Но почему-то именно в этом подземном мире легко узреть, что за статьями закона скрывается грубейшее, построенное на круговой поруке беззаконие, за равенством и справедливостью скрываются извечные кастовость и иерархия, за святой правдой — ложь и что вообще этот человек, для и ради которого всё у нас делается, — самое ненужное, мешающее, подлежащее жестокому подавлению существо.
Если учесть, что Процесс и Замок создавались в годы крупнейших мировых катаклизмов и взрыва активности масс, то тотальная пассивность их героев видится в новом ракурсе; не как свидетельство его слепоты, а как доказательство его сверхзрячести. В то время как "всевидящие" демонстрировали свои солидарность и героизм, Кафка в своей норе исследовал корни — разобщенность и страх, то всеобщее безразличие, равнодушие, эгоизм и личный интерес, которые всё сильнее высвечивались этими катаклизмами и этой активностью. Ведь самый неумолимый процесс — революция масс: они, может быть и солидарны, но окончательный приговор истории неумолим…
К сожалению, потребовалось слишком много нечеловеческих страданий, граничащих с уже не вымышленным экзистенциальным, а — реальным абсурдом, чтобы осознать то, что знал Кафка: в герое живет порабощенный собственными страстями, беззащитный и бессильный, отчужденный от всех и неприспособленный к нормальной жизни, зверствующий и ничтожный перст божий — человек. Нет, мнимость человека, чудовище, способное на всё.
Нет, он не был певцом зла — зло сделало его отпевалыциком. Бывают люди-гальванометры, люди-камертоны, люди-медиумы. Они — великая редкость. Ведь не чувствует же эвримен могучей, всепроникающей радиации мировой воли. Он же был тем счетчиком, который не просто фиксировал микродозы, но уже в микродозах ощущал мощь этой грозной стихии.

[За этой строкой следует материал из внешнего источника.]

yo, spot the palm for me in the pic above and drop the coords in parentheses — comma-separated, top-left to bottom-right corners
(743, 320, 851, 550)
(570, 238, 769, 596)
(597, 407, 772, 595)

Он ощущал бессмысленность борьбы или неспособность человека вмешаться в то, что им движет, а, может быть, слишком хорошо понимал последствия такого вмешательства. Отсюда — позиция созерцателя, страшащегося собственных страхов и своей причастности ко всему.
Что общего у меня с евреями? У меня едва ли есть что-либо общее и с самим собой, я только и способен тихохонько, радуясь тому, что дышу, забиться в угол…
Он знал, что темная жизнь не поддается ни рассудочному анализу, ни упорядочению, ни рациональному закону. Она беспорядочна, алогична, бессвязна. За темной волей, стремлением, усилием скрывается страшная, разрушительная стихия, хаос, тайна. Здесь вместо единства царит разорванность, вместо связи — изоляция, вместо определенности неуловимость. Сколько бы мы не знали о человеке, ни одно его действие не поддается обобщению.
У каждой эпохи свой герой. Античный бог, Святой Антоний, Гаргантюа и Пантагрюэль, галантный рыцарь куртуазной литературы, страждущий Вертер, байроновский бунтарь, мечтатель, отвергающий бунт, маленький человек, безжалостно преследуемый цивилизацией, житель норы. В этом переходе от Бога к норе — трагический символ нашей культуры, это и есть тот закат, о котором вещал Шпенглер, даже если его прогнозы и не сбылись.
Герои Кафки — Карл Россман, Грегор Замза, Йозеф К., землемер К. каждый "один против всех". И не потому, что они особенные, просто так устроен этот мир: любой из массы — один, все остальные — все. Всё его творчество — персонофикация категории отчуждения, но не временного и преходящего, взятого из трудов наших демиургов, а абсолютного, отчуждения-эйдоса, отчуждения-сути человеческой трагедии, когда один всегда против всех.
Орсон Уэллс визуализировал это кафкианское отчуждение, это расщепленное сознание, эту неопределенность человеческого бытия.